When Slater begins an affair with Terry (strange name for a woman!), Steyner sees this as a way to keep Slater distracted and also make his revenge on his wife's family (by destroying their business interests) all the sweeter.
Gold is a solid entry in the Roger Moore sweepstakes and enjoyably dated in the way that seventies films unavoidably tend to be to modern eyes. It's all part of the charm now. Lots of oversized ties and people in boardrooms with cigars. Roger has a huge tie in one scene that almost blocks out his shirt.

Although Roger Moore was often criticised for being too laid-back as an actor, Gold finds him admirably engaged as the hot-headed Slater. He says "What the hell!" a lot when informed of fresh mining palava and also stands up for the discriminated miners. A black miner in Apartheid South Africa. Wow, I bet that was a fun job.
Roger also turns smoothie to romance Susannah York.
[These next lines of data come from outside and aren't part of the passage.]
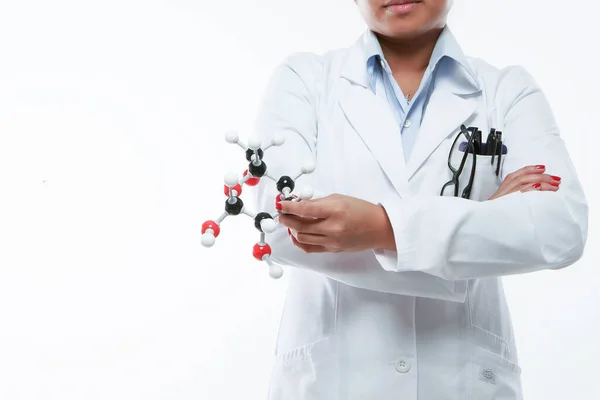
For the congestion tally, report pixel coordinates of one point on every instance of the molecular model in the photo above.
(263, 221)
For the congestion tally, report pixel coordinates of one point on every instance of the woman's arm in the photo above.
(289, 109)
(453, 239)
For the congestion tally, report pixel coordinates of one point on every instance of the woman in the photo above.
(395, 290)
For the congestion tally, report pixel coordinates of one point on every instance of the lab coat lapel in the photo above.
(445, 113)
(373, 120)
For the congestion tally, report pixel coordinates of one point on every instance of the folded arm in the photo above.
(456, 239)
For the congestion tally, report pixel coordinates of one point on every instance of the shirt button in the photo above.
(402, 365)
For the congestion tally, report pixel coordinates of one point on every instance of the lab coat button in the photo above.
(402, 365)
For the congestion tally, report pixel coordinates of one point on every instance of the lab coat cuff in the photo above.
(392, 260)
(403, 258)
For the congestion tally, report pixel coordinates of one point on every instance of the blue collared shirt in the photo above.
(409, 114)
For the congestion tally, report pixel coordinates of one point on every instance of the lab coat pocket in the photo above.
(305, 373)
(485, 181)
(493, 377)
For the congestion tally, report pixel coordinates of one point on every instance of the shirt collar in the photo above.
(446, 47)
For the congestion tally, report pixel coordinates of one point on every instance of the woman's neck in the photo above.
(409, 55)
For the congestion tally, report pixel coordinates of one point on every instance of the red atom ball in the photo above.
(211, 225)
(251, 181)
(237, 188)
(260, 250)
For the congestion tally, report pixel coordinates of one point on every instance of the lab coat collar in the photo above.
(464, 78)
(450, 105)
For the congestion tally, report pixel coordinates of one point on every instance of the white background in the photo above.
(112, 155)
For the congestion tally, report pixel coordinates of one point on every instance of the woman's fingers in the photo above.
(525, 178)
(542, 187)
(308, 248)
(529, 170)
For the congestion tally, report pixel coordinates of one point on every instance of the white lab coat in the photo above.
(430, 320)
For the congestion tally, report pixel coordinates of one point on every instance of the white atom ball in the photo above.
(253, 143)
(306, 193)
(231, 179)
(309, 167)
(277, 140)
(268, 225)
(207, 240)
(275, 271)
(231, 137)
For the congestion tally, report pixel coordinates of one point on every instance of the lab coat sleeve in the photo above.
(289, 109)
(457, 239)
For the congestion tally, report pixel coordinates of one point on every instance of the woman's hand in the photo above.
(336, 223)
(527, 179)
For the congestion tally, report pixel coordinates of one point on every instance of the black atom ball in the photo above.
(259, 218)
(257, 171)
(234, 208)
(285, 181)
(250, 153)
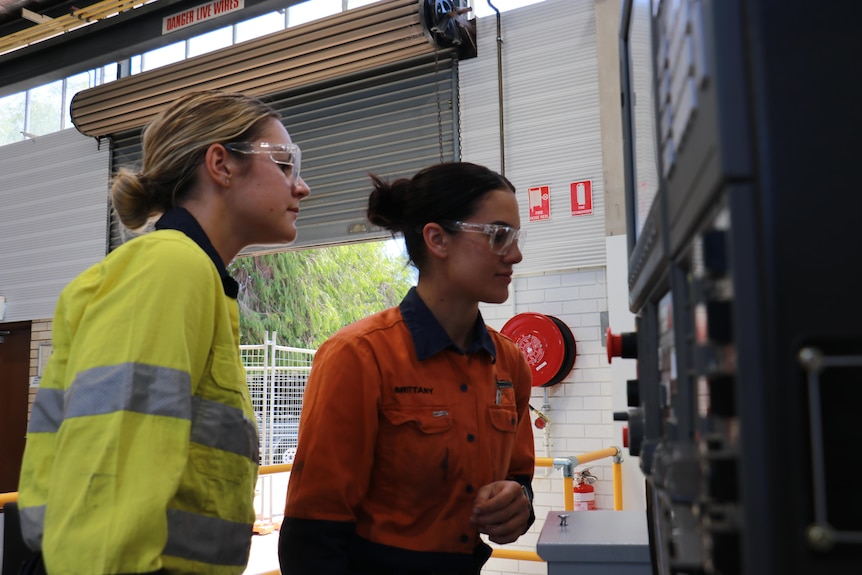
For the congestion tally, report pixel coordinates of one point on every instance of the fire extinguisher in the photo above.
(585, 493)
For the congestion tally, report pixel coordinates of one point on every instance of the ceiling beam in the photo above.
(110, 40)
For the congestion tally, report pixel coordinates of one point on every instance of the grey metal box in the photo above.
(596, 543)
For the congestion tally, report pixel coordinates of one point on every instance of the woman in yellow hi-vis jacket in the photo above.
(142, 448)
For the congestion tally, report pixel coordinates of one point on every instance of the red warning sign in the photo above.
(582, 197)
(540, 203)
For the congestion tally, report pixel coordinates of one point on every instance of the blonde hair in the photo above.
(174, 145)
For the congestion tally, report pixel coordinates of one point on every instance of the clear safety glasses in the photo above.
(287, 156)
(500, 237)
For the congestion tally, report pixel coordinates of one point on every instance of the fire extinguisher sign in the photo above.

This part of the film is the most obvious in Gold reminding the audience that their lead is now James Bond. Gold has a snazzy opening with the Binder titles (all bold letters and gold/mine themed bric a brac before a cityscape) and the score by Elmer Bernstein is great stirring stuff.
Gold makes excellent use of the South African locations too with some sweeping aeriel views of landscapes and forests and the mine sequences feel authentic and are competently handled by Hunt and his crew. The film doesn't have the sweep and elegance of On Her Majesty's Secret Service but then the budget was probably nowhere near the one Hunt had on that film.
On this evidence Hunt would have been perfectly capable of directing one of the Roger Bond pictures and getting a slightly more hard edged than usual performance out of him.
It's all rather predictable but the conspiracy is fun with Bradford Dillman as the slimeball baddie and Ray Milland the cranky but essentially decent mine owner. John Gielgud could play his part as the scheming Farrell in his sleep but he lends some gravitas and class to the film. Susannah York isn't terribly stretched by her role as Dillman's bored, unfufilled wife but she has a decent rapport with Roger and as far as acting chops go is better than many of the Bond actresses he shared the screen with in his day job.
For some reason Gold has been somewhat forgotten these days (I'm sure I read somewhere that Roger fell out with the producers and so didn't look back on it with tremendously fond memories) but it's a perfectly watchable and well made adventure film with elements of conspiracy and romance. Certainly one of the better films in the long career of Sir Roger.